Putnamville offender implicated in case involving father and former correctional officer

Monday, December 23, 2019

With a former correctional officer already convicted and his own father awaiting trial, an inmate was recently charged in a May trafficking incident at Putnamville Correctional Facility.

Late last week, Prosecutor Tim Bookwalter formally filed a Level 5 felony charge of trafficking a controlled substance with an inmate against 21-year-old Algier Flippin Jr.

He joins former Correctional Officer Michael Miller, 25, Plainfield, and Algier Flippin Sr., 47, Indianapolis, in being charged in the case.

However, despite the involvement of his own father and a former officer at the facility in which he is housed, the younger Flippin managed not to be implicated until Miller provided new information to investigators in November.

Interviewed a few days after the original incident, Miller admitted to investigators that he had trafficked 28 strips of suboxone into the facility on May 5.

Suboxone is a drug used to treat opioid addiction.

However, in his original story, Miller implicated a former Putnamville inmate as his contact on the outside and a different current inmate as the man to whom the drugs were delivered.

Neither of these men has ever been formally charged in the case.

A search of Miller’s phone soon implicated Flippin Sr. as the man who allegedly delivered the drugs to the officer in an Indianapolis parking lot.

Both Miller and Flippin Sr. were charged with Level 5 felony trafficking a controlled substance with an inmate and Level 5 felony conspiracy to traffic a controlled substance with an inmate.

Then on Nov. 20, Correctional Investigator Robert Evans interviewed Miller again at the request of the Putnam County Prosecutor.

With his attorney present, Miller again admitted his involvement with the trafficking, but said he had lied about the offender with whom he trafficked.

Miller said Algier Flippin Jr. had asked him to traffic both synthetic marijuana and suboxone, first offering him $1,000 and then $2,000, the point at which Miller agreed.

Miller said he was given a phone number to call and he made arrangements to meet.

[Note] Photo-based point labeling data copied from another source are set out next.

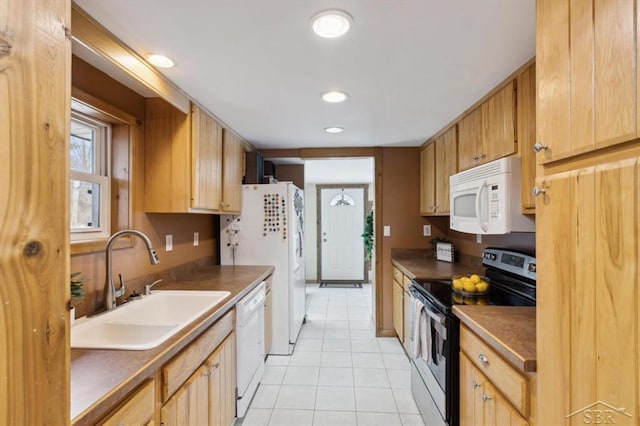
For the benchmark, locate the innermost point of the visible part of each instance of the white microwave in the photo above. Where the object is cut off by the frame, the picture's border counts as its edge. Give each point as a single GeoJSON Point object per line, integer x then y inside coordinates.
{"type": "Point", "coordinates": [486, 199]}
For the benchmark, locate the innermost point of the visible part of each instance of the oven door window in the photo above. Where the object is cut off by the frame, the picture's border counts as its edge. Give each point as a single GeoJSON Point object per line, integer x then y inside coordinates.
{"type": "Point", "coordinates": [437, 362]}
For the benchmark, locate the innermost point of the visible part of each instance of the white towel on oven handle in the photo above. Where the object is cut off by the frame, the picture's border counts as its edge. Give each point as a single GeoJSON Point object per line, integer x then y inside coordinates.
{"type": "Point", "coordinates": [421, 332]}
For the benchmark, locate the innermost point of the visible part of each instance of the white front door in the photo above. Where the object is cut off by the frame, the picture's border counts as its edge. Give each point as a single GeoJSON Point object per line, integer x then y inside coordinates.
{"type": "Point", "coordinates": [341, 226]}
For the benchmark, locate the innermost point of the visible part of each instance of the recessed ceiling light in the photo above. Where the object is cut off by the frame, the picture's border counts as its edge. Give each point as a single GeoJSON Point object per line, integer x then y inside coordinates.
{"type": "Point", "coordinates": [160, 61]}
{"type": "Point", "coordinates": [334, 96]}
{"type": "Point", "coordinates": [331, 23]}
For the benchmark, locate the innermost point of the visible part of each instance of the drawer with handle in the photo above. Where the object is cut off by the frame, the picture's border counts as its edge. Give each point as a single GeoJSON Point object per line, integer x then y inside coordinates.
{"type": "Point", "coordinates": [504, 377]}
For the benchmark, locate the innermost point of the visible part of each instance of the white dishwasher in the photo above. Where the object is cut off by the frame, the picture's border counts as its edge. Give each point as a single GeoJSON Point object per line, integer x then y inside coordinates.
{"type": "Point", "coordinates": [249, 345]}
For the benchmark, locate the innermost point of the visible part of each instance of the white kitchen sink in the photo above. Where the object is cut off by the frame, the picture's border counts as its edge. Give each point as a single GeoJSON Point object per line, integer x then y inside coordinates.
{"type": "Point", "coordinates": [144, 324]}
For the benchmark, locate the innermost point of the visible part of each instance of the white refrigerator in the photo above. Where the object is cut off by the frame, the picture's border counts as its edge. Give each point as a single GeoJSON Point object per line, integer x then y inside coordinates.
{"type": "Point", "coordinates": [270, 231]}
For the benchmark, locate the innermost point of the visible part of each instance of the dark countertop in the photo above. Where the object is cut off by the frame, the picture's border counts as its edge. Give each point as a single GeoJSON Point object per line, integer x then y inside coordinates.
{"type": "Point", "coordinates": [420, 264]}
{"type": "Point", "coordinates": [509, 330]}
{"type": "Point", "coordinates": [102, 378]}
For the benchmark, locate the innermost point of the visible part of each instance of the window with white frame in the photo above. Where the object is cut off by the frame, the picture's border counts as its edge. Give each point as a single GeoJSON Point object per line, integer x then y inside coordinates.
{"type": "Point", "coordinates": [89, 153]}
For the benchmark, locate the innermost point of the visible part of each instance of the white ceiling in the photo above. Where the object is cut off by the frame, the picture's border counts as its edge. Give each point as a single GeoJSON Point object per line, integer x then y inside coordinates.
{"type": "Point", "coordinates": [409, 66]}
{"type": "Point", "coordinates": [338, 170]}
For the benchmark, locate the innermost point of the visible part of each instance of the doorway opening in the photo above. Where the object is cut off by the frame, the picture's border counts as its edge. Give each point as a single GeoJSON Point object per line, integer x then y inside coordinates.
{"type": "Point", "coordinates": [341, 211]}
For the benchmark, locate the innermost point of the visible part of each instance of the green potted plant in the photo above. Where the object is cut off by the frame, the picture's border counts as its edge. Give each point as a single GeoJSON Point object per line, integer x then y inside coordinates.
{"type": "Point", "coordinates": [367, 235]}
{"type": "Point", "coordinates": [77, 292]}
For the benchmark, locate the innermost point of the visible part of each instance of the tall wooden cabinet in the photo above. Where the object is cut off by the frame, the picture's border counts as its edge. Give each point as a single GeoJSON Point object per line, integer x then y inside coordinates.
{"type": "Point", "coordinates": [588, 217]}
{"type": "Point", "coordinates": [587, 70]}
{"type": "Point", "coordinates": [526, 134]}
{"type": "Point", "coordinates": [588, 211]}
{"type": "Point", "coordinates": [438, 161]}
{"type": "Point", "coordinates": [35, 77]}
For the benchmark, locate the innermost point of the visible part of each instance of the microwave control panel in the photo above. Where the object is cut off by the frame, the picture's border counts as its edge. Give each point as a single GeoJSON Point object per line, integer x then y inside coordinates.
{"type": "Point", "coordinates": [494, 201]}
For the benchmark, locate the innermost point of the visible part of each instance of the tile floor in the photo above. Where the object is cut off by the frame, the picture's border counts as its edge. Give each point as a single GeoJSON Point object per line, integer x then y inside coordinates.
{"type": "Point", "coordinates": [339, 374]}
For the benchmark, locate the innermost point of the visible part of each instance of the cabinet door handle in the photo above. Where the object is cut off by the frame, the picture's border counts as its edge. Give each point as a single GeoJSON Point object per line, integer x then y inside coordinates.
{"type": "Point", "coordinates": [537, 147]}
{"type": "Point", "coordinates": [483, 359]}
{"type": "Point", "coordinates": [537, 191]}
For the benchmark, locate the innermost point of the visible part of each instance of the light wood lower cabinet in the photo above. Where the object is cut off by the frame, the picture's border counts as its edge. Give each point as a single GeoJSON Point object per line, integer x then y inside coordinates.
{"type": "Point", "coordinates": [481, 403]}
{"type": "Point", "coordinates": [208, 396]}
{"type": "Point", "coordinates": [190, 404]}
{"type": "Point", "coordinates": [138, 409]}
{"type": "Point", "coordinates": [492, 392]}
{"type": "Point", "coordinates": [587, 312]}
{"type": "Point", "coordinates": [398, 303]}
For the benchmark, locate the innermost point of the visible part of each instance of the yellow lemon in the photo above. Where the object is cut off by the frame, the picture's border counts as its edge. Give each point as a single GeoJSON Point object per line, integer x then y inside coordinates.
{"type": "Point", "coordinates": [469, 287]}
{"type": "Point", "coordinates": [457, 284]}
{"type": "Point", "coordinates": [482, 286]}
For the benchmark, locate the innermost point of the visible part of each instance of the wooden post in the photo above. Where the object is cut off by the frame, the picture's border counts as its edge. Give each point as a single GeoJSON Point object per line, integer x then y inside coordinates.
{"type": "Point", "coordinates": [35, 62]}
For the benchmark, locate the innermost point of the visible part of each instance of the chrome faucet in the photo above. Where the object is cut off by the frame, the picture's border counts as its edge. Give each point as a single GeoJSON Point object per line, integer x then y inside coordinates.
{"type": "Point", "coordinates": [110, 291]}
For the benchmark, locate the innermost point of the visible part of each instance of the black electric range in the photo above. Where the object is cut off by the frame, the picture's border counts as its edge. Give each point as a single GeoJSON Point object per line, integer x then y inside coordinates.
{"type": "Point", "coordinates": [434, 380]}
{"type": "Point", "coordinates": [512, 282]}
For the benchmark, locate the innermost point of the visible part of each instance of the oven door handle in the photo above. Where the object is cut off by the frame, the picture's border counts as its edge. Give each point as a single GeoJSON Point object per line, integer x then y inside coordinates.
{"type": "Point", "coordinates": [435, 317]}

He said at the meeting he realized the older man was Flippin Jr.’s father.

While Miller said he successfully made the delivery of suboxone, he was arrested before he could receive payment.

On Dec. 16, Miller appeared before Putnam Superior Court Judge Denny Bridges, entering a guilty plea to the lesser included charge of Level 6 felony trafficking with an inmate, with other charges dropped.

Flippin Sr., meanwhile, still awaits a Jan. 28 jury trial in Putnam Superior Court.

Like the other men, Flippin Jr. will also be called to appear before Judge Bridges, though an initial hearing date in the case had not been set as of Monday afternoon.

Convicted in Dec. 2016, Flippin Jr. is incarcerated at Putnamville on a pair of Level 3 felonies, robbery (armed or bodily injury) and attempted robbery (armed or bodily injury) out of Marion County. His earliest project release date is February 2023.